Liquid AI Unveils LFM2-Audio-1.5B for Low-Latency Real-Time Assistants
Liquid AI has unveiled LFM2-Audio-1.5B, a compact audio-language foundation model designed for low-latency, real-time assistants on resource-constrained devices. The model matches or improves on Whisper-large-v3-turbo's ASR WERs for some datasets and offers two generation modes: interleaved and sequential.
The released checkpoint uses LFM2 as the backbone, FastConformer for audio encoding, and RQ-Transformer for audio decoding. The model understands and generates speech and text through a single end-to-end stack. Liquid AI reports end-to-end latency below 100 ms from a 4-second audio query to the first audible response. The model disentangles audio representations, with inputs as continuous embeddings and outputs as discrete audio codes.
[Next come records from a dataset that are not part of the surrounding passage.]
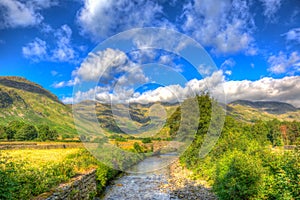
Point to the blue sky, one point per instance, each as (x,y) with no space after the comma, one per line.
(255,44)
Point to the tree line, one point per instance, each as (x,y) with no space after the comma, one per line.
(241,165)
(21,131)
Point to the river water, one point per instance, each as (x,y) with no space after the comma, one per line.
(142,182)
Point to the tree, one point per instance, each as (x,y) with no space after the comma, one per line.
(12,128)
(137,147)
(26,132)
(45,133)
(3,134)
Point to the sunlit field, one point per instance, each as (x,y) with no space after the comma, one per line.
(28,173)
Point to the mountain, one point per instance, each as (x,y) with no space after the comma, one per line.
(253,110)
(24,100)
(142,120)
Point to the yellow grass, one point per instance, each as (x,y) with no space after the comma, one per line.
(39,157)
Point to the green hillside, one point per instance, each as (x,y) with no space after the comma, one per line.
(22,100)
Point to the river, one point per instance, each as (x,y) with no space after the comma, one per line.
(143,182)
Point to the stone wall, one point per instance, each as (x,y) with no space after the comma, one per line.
(81,187)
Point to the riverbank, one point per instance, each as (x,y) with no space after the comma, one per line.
(181,186)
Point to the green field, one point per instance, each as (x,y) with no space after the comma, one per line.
(28,173)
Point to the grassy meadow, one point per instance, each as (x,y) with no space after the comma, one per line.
(26,173)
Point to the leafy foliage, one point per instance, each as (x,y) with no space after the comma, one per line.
(241,164)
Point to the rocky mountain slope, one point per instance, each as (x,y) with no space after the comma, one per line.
(26,101)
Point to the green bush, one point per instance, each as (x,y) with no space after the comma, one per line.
(26,132)
(146,140)
(239,176)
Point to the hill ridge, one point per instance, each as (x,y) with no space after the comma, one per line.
(29,86)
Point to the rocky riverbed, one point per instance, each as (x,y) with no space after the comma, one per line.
(171,182)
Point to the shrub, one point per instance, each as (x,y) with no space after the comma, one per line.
(26,132)
(146,140)
(239,176)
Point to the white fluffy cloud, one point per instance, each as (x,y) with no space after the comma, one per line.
(35,50)
(16,13)
(65,83)
(282,63)
(286,89)
(293,35)
(62,49)
(271,7)
(225,26)
(103,18)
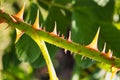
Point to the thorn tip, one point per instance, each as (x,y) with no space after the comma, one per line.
(36,23)
(69,37)
(104,48)
(93,44)
(54,32)
(19,15)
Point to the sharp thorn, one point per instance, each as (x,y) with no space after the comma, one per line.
(93,44)
(18,34)
(44,29)
(69,37)
(109,54)
(104,48)
(62,36)
(19,15)
(114,71)
(13,19)
(59,34)
(65,51)
(36,23)
(54,32)
(82,57)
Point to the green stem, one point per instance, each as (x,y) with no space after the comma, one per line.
(58,41)
(1,66)
(45,53)
(57,5)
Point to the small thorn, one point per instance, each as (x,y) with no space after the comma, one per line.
(44,29)
(18,35)
(1,21)
(54,32)
(62,36)
(7,27)
(114,71)
(104,48)
(59,34)
(19,15)
(93,44)
(65,51)
(36,23)
(109,54)
(82,57)
(13,19)
(69,37)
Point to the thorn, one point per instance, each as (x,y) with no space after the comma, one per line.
(54,32)
(104,48)
(109,54)
(7,27)
(19,34)
(59,34)
(93,44)
(1,21)
(69,37)
(82,57)
(19,15)
(44,29)
(36,23)
(62,36)
(65,51)
(114,71)
(13,19)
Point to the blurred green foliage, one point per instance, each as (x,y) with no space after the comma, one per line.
(82,17)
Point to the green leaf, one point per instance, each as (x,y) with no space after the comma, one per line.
(27,49)
(32,12)
(83,63)
(56,15)
(86,19)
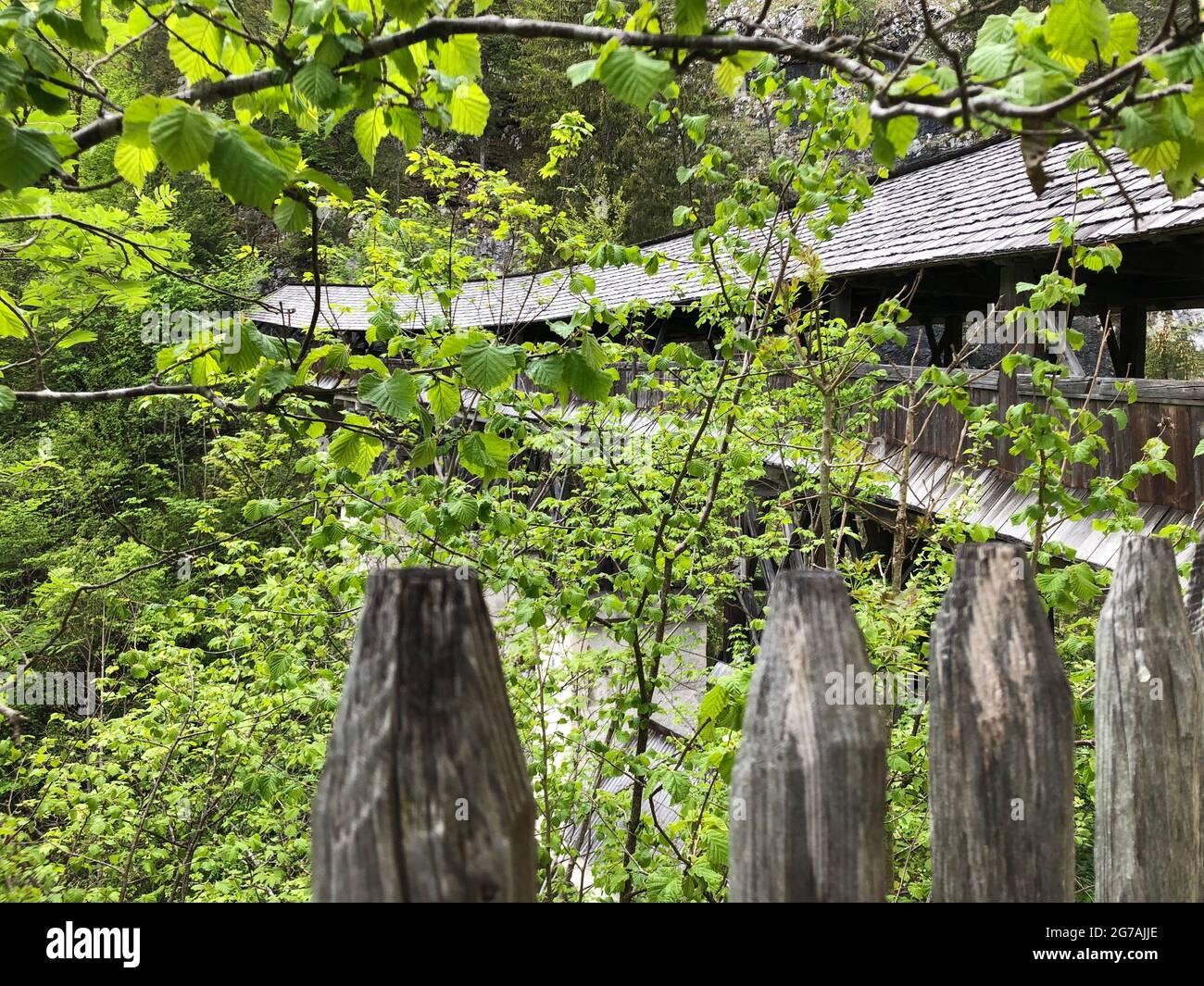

LFM2-Audio extends the 1.2B-parameter LFM2 language backbone to treat audio and text as first-class sequence tokens. On VoiceBench, LFM2-Audio-1.5B scores an overall 56.78, with per-task numbers disclosed in the blog's chart.
LFM2-Audio-1.5B is a significant development in audio-language processing, offering improved performance and low-latency for real-time assistants. Its ability to treat audio and text as first-class sequence tokens opens up new possibilities in multimodal processing.